A decision on whether to open a formal investigation of potential war crimes committed in Afghanistan since 2003, including possible wrongdoing by U.S. personnel, has been delayed.

The decision on an investigation, which ICC Prosecutor Fatou Bensouda had said was “imminent” in November, was pushed back after prosecutors received “substantial” new information from Kabul.

In an email, Bensouda’s office said it had received a large amount of new information from the government of Afghanistan that could influence her decision.

In a preliminary examination, ICC prosecutors identified what it called “potential cases” among three groups of alleged perpetrators.

These are the Taliban and its affiliates, the Afghan authorities and members of the U.S. armed forces and the Central Intelligence Agency.
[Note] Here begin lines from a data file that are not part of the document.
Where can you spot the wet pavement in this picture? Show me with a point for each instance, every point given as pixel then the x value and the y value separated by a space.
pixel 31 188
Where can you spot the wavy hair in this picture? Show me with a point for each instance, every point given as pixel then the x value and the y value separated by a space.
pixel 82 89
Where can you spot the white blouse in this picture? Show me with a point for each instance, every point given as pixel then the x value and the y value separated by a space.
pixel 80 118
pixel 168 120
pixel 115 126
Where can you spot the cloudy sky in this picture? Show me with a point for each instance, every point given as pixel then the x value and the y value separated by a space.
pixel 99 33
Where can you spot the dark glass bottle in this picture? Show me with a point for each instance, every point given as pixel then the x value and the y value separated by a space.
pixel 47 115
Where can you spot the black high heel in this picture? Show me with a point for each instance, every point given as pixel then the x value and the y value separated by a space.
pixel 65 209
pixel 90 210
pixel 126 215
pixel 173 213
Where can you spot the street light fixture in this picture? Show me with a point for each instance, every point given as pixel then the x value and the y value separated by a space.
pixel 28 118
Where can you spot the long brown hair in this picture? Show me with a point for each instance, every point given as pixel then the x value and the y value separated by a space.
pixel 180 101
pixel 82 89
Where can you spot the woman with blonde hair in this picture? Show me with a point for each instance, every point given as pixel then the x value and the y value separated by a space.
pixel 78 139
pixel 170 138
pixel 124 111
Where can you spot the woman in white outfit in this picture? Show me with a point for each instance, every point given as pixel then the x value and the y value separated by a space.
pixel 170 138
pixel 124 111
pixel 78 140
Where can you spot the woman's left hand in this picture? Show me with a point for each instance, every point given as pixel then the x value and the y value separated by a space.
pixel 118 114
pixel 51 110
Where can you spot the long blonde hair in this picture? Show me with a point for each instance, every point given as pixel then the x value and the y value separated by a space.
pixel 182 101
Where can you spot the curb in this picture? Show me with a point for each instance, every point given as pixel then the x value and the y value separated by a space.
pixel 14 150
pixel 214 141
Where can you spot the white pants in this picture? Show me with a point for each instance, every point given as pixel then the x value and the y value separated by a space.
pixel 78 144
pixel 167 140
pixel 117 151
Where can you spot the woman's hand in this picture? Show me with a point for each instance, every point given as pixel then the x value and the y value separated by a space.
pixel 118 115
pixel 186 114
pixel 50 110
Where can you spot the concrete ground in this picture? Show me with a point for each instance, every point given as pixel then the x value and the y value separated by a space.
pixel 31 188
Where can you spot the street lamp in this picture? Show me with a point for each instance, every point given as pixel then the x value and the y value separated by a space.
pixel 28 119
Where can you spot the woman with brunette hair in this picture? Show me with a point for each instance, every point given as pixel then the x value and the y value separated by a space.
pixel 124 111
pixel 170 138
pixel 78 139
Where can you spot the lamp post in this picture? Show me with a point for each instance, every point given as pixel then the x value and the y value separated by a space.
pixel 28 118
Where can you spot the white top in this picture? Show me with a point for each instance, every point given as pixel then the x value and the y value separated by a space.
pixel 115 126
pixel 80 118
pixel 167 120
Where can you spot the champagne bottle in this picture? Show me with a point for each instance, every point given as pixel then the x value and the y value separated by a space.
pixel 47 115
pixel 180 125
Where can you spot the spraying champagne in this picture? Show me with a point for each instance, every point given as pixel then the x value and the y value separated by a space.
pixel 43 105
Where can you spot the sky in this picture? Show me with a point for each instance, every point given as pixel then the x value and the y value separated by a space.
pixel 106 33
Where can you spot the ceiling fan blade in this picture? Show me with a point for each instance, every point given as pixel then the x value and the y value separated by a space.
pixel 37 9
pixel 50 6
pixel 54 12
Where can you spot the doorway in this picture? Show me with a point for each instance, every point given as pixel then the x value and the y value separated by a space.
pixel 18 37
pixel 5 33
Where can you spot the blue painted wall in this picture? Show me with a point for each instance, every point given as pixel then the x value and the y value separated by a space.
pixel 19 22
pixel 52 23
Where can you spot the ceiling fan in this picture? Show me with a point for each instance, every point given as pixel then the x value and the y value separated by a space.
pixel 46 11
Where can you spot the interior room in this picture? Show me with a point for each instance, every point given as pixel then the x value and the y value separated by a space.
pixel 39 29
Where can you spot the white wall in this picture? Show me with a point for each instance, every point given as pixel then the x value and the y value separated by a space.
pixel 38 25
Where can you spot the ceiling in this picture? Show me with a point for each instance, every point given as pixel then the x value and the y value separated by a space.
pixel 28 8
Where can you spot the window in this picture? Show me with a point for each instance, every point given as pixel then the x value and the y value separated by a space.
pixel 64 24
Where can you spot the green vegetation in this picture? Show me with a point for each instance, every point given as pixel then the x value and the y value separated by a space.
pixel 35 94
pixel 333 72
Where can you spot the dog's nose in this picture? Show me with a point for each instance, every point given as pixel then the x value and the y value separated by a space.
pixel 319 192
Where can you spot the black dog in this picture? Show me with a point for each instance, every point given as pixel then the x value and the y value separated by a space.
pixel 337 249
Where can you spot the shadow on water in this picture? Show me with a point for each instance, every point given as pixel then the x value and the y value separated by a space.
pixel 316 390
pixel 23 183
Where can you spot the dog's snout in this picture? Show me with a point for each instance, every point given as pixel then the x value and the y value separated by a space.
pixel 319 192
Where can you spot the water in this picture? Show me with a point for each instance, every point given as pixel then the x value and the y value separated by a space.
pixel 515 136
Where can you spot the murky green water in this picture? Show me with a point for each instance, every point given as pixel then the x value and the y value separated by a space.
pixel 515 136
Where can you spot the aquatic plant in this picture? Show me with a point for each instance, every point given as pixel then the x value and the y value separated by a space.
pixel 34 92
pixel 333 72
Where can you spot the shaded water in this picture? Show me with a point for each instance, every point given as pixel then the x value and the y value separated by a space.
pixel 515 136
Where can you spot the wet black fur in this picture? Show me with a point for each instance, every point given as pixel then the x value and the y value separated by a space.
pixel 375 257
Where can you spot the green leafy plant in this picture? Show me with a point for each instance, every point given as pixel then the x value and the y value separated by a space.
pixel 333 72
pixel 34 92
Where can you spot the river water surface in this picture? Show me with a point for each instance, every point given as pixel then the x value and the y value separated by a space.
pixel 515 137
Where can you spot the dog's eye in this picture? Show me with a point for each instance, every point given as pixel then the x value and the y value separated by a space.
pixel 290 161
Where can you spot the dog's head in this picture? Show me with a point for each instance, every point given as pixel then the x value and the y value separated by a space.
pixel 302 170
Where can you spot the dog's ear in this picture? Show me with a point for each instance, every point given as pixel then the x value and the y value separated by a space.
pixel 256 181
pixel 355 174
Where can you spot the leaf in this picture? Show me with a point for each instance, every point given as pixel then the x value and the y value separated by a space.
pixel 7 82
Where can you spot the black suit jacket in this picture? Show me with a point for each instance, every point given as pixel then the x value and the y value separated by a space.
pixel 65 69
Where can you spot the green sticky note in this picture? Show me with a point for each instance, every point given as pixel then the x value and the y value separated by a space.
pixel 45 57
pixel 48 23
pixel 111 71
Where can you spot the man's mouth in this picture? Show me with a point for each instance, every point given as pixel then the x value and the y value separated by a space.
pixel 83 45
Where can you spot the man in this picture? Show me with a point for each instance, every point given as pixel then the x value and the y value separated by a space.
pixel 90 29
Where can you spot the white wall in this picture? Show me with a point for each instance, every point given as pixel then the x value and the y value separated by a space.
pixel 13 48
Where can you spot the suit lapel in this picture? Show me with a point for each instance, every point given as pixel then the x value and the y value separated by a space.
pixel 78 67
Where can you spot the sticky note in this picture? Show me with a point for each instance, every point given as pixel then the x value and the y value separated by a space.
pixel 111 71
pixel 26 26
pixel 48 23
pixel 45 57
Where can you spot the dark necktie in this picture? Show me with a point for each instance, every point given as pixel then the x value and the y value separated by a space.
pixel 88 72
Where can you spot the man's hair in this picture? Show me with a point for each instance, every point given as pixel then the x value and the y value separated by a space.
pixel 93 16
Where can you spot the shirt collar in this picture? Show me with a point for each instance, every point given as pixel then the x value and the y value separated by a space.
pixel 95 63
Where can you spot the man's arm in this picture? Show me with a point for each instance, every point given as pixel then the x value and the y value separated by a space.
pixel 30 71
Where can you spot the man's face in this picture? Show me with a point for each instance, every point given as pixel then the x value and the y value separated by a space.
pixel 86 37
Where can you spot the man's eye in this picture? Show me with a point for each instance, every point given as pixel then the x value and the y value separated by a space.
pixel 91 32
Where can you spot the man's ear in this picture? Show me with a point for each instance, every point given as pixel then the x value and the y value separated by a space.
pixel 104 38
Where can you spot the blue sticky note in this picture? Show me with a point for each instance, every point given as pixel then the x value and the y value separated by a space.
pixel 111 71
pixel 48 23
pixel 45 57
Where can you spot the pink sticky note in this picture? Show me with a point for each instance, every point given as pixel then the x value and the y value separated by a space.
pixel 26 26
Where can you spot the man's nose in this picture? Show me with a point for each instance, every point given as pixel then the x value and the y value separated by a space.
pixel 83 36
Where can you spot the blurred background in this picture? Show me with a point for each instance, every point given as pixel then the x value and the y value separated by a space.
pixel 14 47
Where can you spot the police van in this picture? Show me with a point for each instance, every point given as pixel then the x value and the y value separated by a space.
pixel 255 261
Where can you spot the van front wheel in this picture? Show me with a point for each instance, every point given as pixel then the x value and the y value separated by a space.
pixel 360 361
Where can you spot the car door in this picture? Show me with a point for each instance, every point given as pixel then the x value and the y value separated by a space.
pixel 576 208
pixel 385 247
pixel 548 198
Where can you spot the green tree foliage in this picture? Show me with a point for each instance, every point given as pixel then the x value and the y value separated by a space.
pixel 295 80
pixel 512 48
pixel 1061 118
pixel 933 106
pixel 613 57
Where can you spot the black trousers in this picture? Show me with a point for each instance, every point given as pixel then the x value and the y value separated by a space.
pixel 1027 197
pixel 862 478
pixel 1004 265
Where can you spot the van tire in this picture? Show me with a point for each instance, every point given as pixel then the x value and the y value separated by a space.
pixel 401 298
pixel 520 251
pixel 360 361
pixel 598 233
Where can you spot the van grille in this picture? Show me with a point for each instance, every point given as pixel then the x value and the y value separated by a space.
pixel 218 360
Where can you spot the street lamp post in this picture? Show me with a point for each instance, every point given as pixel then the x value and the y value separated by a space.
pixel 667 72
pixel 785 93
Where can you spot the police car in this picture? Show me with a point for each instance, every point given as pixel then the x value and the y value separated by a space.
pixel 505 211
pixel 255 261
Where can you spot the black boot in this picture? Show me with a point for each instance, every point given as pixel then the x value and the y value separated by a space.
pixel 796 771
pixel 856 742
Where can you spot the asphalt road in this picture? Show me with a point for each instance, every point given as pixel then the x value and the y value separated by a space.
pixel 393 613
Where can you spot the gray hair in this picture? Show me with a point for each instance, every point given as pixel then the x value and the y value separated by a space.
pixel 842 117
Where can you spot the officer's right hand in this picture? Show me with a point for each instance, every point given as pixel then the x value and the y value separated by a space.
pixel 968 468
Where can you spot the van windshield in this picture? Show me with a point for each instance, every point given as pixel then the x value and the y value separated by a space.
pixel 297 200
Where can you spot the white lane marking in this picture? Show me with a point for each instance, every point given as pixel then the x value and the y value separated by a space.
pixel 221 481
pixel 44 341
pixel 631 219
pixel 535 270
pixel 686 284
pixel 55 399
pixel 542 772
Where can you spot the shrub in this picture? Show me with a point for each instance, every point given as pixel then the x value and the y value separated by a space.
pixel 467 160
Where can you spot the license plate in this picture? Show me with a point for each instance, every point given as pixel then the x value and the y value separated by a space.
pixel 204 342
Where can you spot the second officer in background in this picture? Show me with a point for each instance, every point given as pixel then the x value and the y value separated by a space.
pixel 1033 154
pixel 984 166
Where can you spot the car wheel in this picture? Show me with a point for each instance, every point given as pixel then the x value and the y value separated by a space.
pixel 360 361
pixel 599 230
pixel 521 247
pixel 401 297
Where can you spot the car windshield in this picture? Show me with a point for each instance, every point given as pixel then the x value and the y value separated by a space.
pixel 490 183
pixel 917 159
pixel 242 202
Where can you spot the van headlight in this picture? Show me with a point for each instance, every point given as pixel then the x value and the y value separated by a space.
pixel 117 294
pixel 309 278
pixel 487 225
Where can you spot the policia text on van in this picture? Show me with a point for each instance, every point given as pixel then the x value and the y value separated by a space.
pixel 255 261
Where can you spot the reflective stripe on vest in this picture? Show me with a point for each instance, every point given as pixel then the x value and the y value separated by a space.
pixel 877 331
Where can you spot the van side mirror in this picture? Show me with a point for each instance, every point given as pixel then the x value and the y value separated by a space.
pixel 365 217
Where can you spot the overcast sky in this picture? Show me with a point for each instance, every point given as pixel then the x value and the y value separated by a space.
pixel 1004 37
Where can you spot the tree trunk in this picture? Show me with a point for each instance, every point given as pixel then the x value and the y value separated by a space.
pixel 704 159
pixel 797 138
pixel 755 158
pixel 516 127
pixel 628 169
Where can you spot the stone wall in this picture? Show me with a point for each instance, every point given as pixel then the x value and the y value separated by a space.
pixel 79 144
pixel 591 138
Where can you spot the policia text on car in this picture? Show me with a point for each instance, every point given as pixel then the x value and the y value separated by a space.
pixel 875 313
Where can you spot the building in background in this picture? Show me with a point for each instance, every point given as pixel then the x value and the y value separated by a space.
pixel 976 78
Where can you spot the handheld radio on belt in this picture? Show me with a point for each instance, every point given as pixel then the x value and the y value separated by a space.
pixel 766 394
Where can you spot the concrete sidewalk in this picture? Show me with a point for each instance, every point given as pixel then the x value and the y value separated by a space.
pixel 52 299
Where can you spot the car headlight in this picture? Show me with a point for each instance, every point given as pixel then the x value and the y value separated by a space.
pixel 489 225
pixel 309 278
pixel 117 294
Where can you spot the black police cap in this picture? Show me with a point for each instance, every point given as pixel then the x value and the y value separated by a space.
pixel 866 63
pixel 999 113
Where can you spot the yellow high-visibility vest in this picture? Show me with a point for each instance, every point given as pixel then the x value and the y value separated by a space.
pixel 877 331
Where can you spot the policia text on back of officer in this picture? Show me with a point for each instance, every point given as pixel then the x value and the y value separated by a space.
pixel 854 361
A formal investigation into whether crimes were committed by U.S. personnel in Afghanistan would hurt already tenuous relations between the ICC and the U.S., which is not a member of the court and has in the past vehemently opposed it.

Bensouda’s November report “triggered reaction, notably from the government of Afghanistan, which subsequently submitted substantial information to the office earlier this year,” prosecutors said in the email.

That information, which probably covered local prosecutions of alleged crimes, is now being carefully reviewed.
The ICC only has jurisdiction in situations where a member state such as Afghanistan is unwilling or unable to undertake prosecutions itself.

“When this review is completed, the prosecutor will make a final decision on whether to request the pre-trial chamber authorisation to commence an investigation,” the prosecutor’s office said.

It gave no timetable.

“This has to be seen as a step down by the prosecutor’s office,” said Kevin Heller, an expert on the ICC and international law at Amsterdam University.

“It is very rare for Bensouda to say a decision is imminent and then not to follow through: her statements are usually carefully measured and deliberate,” he said.

All NATO members contributed to the International Security Assistance Force mission to Afghanistan that ran from 2001 until 2016.

Forces from the U.S. and other countries remain in the country on a NATO training exercise.